Article III, Section I

Andy, thanks for your clear-headed exposition on the proper relationship among the three branches of government, and in particular on the limits of the courts’s authority. Just to refresh everyone’s memory, here’s the Constitution on the subject:

The judicial power of the United States, shall be vested in one Supreme Court, and in such inferior courts as the Congress may from time to time ordain and establish. The judges, both of the supreme and inferior courts, shall hold their offices during good behaviour, and shall, at stated times, receive for their services, a compensation, which shall not be diminished during their continuance in office.

“May from time to time ordain and establish” seem to this non-lawyer to be the operative words here. In other words, except for the Supreme Court, the rest of the system is left to the people via their elected representatives. And that business about “from time to time” clearly indicates the Congress can revisit its handiwork whenever it so chooses. 
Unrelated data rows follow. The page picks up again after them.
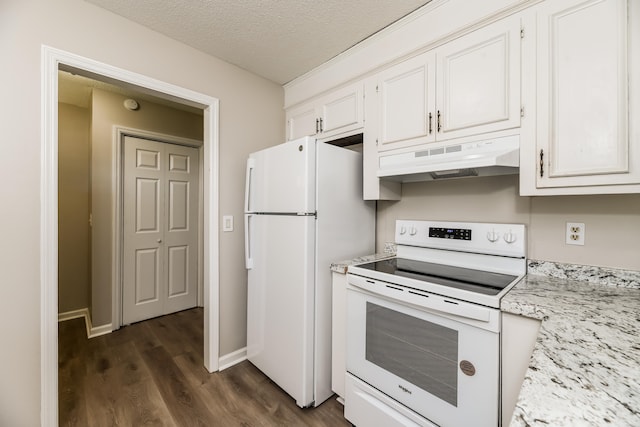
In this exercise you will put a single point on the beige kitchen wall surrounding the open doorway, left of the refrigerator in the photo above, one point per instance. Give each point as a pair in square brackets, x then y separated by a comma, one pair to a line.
[251, 118]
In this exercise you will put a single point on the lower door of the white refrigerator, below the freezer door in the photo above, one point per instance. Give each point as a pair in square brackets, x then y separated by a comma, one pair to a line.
[280, 302]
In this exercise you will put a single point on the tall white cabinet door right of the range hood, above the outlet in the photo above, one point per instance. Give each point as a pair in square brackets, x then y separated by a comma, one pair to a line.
[582, 74]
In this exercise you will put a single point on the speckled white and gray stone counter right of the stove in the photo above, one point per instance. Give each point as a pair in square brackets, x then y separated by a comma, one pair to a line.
[585, 367]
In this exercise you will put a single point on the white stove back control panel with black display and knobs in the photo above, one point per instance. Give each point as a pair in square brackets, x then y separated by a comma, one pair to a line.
[478, 237]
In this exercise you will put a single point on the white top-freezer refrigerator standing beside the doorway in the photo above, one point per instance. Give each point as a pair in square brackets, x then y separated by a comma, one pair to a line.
[303, 211]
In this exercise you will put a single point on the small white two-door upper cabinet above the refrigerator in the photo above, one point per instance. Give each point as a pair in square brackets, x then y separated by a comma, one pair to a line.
[340, 112]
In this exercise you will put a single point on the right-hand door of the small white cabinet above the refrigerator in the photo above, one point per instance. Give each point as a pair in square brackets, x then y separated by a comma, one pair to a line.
[342, 111]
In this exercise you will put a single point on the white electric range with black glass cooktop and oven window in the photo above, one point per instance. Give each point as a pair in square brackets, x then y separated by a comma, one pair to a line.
[423, 328]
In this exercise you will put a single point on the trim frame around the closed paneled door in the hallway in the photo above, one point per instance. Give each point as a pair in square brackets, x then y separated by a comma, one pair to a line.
[119, 133]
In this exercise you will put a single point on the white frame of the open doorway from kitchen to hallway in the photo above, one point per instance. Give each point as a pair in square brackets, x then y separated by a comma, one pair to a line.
[53, 59]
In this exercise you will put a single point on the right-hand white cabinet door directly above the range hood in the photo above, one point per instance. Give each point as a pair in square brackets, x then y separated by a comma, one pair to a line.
[478, 81]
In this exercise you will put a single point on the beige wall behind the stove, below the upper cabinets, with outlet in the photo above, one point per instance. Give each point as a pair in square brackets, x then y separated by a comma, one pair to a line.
[612, 221]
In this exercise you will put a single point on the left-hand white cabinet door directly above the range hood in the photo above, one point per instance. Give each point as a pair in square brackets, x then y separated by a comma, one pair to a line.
[406, 99]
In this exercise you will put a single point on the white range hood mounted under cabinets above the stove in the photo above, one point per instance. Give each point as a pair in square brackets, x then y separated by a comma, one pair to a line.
[496, 156]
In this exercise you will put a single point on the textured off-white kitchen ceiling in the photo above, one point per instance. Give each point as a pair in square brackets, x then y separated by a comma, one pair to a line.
[277, 39]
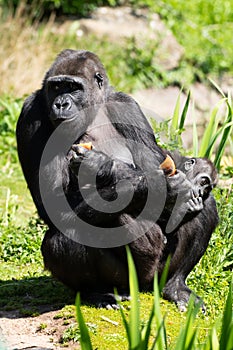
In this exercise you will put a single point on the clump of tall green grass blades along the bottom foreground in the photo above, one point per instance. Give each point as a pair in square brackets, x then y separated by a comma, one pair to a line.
[153, 334]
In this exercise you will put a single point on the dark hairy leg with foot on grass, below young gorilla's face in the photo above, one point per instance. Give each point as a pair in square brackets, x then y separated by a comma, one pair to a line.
[186, 246]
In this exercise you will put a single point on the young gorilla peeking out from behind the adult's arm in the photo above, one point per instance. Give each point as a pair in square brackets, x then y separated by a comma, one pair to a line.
[183, 243]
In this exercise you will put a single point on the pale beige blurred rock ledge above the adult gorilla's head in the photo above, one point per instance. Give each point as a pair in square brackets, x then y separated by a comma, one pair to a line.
[123, 22]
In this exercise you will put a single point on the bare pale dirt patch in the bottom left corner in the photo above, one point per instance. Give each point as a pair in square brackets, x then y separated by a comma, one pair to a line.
[41, 332]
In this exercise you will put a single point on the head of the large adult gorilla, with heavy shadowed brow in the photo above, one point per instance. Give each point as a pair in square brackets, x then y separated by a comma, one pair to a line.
[81, 85]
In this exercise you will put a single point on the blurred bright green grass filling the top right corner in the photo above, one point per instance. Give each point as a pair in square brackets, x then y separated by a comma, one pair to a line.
[206, 23]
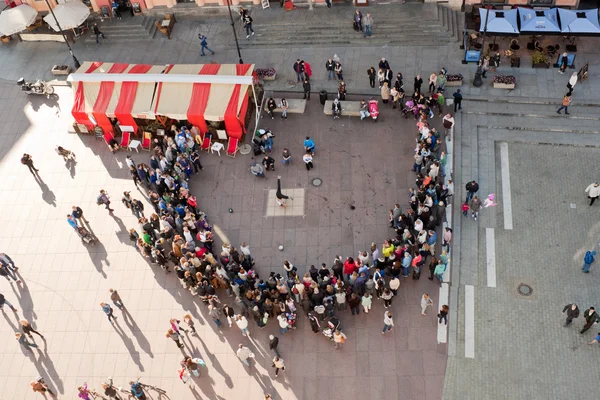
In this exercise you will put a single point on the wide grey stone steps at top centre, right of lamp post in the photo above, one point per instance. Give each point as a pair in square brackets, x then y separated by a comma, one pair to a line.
[409, 24]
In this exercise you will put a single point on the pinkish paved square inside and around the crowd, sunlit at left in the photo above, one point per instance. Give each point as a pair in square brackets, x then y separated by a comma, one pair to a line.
[64, 281]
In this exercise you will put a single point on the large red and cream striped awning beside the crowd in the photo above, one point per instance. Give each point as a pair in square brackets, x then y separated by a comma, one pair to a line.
[193, 92]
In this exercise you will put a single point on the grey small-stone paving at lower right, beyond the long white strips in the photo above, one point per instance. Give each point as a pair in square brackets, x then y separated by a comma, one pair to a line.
[522, 348]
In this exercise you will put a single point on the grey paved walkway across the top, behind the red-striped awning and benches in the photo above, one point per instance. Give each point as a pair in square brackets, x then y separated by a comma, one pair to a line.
[34, 60]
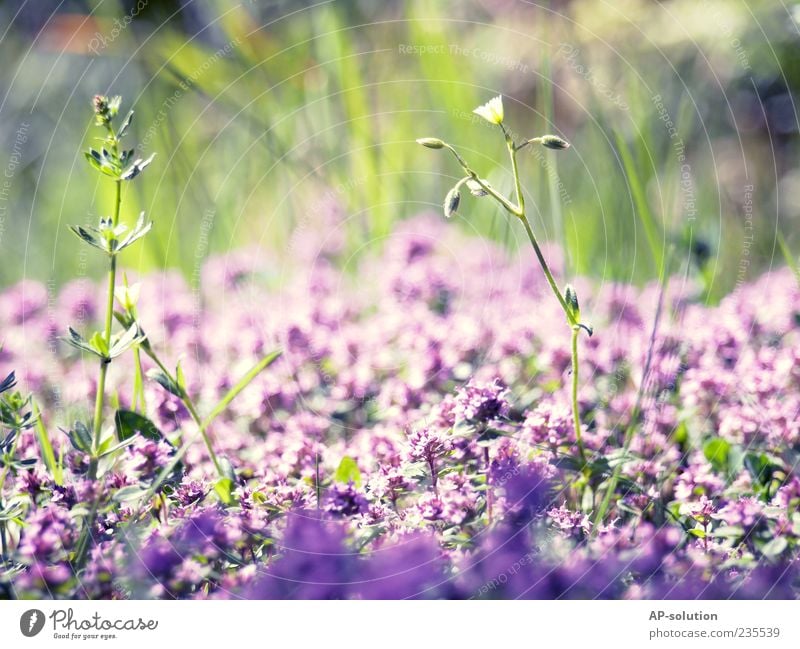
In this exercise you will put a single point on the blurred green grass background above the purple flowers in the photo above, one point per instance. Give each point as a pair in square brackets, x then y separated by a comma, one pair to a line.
[275, 118]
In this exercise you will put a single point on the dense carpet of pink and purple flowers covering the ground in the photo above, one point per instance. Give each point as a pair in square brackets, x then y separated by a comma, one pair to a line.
[414, 439]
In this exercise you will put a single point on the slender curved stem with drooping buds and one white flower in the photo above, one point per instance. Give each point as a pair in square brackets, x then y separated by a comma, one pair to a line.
[493, 113]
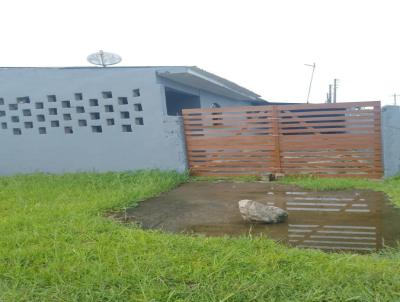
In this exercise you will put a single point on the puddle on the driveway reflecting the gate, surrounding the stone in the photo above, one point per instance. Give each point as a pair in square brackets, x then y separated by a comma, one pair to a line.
[357, 220]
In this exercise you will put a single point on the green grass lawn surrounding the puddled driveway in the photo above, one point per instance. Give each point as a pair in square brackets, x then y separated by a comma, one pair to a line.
[56, 245]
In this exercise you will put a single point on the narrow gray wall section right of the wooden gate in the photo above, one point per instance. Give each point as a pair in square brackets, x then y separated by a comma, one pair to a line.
[391, 139]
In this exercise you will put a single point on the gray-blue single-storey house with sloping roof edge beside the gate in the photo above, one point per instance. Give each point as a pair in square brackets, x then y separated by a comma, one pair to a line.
[104, 119]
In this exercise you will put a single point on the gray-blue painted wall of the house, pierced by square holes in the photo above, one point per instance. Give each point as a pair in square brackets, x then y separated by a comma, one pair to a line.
[159, 143]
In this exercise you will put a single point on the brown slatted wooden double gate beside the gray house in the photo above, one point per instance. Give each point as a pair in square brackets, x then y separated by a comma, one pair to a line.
[331, 140]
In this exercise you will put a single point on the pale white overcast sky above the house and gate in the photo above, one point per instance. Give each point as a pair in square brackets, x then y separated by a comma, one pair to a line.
[261, 45]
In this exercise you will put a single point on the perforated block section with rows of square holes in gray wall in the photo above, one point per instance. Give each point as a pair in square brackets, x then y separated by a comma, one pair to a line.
[25, 115]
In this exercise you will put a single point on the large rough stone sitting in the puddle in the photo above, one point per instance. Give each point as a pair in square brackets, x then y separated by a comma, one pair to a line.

But a pusillanimous Congress has over the years been so brow-beaten by the Left’s constant harping on the supremacy of “judicial review” — born, of course, of its reliance on the courts to get its legislative agenda turned into law, which for the most part it could not and cannot do at the ballot box — that the plain language of Section 1 seems to elude the capons — oops., I mean the solons. As you say:

If we really want judges to limit themselves to applying law, rather than making it, we need to demand that the real lawmaking be done by the political actors we hired for the job. . . . 
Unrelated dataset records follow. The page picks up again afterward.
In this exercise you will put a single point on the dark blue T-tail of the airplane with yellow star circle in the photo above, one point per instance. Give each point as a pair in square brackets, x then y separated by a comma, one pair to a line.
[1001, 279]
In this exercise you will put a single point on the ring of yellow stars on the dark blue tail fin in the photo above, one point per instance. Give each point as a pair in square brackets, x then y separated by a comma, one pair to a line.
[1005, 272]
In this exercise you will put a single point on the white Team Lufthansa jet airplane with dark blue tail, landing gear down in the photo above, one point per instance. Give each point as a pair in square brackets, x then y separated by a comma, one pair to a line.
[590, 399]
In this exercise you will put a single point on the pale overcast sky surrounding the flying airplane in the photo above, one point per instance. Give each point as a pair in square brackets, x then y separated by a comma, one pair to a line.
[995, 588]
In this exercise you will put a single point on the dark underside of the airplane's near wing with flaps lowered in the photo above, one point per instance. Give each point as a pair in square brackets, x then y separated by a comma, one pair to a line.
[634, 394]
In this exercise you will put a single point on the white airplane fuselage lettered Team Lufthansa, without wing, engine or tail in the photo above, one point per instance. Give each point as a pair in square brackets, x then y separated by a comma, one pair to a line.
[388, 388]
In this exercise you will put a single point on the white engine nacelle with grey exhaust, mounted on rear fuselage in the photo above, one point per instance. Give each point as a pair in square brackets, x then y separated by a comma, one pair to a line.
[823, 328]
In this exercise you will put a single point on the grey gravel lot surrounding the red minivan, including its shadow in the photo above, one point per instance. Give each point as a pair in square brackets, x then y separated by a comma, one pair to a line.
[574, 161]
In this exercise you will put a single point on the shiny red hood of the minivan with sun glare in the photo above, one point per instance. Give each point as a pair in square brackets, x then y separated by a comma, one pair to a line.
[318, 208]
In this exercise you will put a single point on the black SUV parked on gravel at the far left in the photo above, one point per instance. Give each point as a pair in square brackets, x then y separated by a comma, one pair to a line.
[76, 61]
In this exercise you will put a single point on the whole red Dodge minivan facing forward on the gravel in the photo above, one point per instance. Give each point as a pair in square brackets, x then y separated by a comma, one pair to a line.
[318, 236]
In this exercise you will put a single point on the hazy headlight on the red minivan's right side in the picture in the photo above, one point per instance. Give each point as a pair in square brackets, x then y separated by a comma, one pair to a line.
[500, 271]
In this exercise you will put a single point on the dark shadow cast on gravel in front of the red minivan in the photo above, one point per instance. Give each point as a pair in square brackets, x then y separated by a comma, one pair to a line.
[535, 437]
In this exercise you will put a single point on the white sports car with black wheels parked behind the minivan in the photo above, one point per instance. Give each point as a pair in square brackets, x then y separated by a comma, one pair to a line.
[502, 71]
. . . for the last half-century, the Court has regarded itself as a permanent constitutional convention. This is the absurdity: The Constitution says it cannot be amended absent an elaborate process involving supermajorities of Congress and the states — but the courts have somehow convinced us that a 5–4 shakeout from nine unelected lawyers can do the trick.

In other words, since about the Warren Court, we’ve gone from the courts as the last and least of the three governmental branches (“the least dangerous,” in Hamilton’s words), to the romantic champions of the Little Guy, to (in your examples concerning the Detainee Treatment Act) the lords and masters of Congress itself. As you note:

The courts have not merely been an advocate for our wartime enemies but a partisan in the culture wars — inventing abortion rights; eroding the bedrock principle of equal protection before the law; cossetting heinous criminals; banning public expressions of religious reverence; protecting the publication of child pornography while curbing political speech; cherry-picking international law as needed to reverse popular self-determination; and so on.
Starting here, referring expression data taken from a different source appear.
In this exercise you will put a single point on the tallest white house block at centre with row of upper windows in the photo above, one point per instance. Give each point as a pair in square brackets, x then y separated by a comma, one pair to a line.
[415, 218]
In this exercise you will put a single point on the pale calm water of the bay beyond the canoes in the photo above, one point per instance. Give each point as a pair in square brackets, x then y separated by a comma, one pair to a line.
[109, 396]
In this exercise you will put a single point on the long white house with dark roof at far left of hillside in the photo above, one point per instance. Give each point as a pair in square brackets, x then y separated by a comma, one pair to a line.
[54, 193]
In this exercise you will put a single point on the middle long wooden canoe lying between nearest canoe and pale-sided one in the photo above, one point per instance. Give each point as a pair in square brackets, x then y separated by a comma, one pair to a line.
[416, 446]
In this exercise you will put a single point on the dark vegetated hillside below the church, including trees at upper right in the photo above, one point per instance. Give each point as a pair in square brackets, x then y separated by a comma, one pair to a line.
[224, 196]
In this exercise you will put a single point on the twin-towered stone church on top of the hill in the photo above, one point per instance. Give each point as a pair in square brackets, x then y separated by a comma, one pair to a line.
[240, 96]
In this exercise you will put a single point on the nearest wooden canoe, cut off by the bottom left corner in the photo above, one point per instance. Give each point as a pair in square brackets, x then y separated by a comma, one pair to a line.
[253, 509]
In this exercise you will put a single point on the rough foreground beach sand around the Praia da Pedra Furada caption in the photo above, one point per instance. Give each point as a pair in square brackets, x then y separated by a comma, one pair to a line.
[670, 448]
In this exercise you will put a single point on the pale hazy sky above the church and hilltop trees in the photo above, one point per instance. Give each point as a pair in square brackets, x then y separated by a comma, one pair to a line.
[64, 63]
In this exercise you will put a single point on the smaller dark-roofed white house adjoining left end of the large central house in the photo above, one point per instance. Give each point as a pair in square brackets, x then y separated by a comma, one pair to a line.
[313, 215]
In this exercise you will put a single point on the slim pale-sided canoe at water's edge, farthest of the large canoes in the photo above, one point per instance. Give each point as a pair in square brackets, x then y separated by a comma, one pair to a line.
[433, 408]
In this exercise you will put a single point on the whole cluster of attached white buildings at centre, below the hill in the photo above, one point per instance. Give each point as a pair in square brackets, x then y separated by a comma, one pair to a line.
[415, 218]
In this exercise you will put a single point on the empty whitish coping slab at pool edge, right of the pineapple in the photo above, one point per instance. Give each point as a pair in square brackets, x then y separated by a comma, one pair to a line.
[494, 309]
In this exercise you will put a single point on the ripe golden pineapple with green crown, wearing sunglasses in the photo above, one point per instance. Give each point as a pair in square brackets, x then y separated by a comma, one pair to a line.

If the Founders had wanted the courts — instead of the People — to be supreme, they would have made them Article One instead of Article Three. And they wouldn’t have left their establishment up to something as plebeian and untrustworthy as republican democracy.

As usual, Gingrich took a bull-in-a-china-shop approach to raising an extremely important issue — but at least now it’s on the table. Let’s see if any of the candidates and leaders on the Right besides Mr. Newt have the guts to address it. Probably not.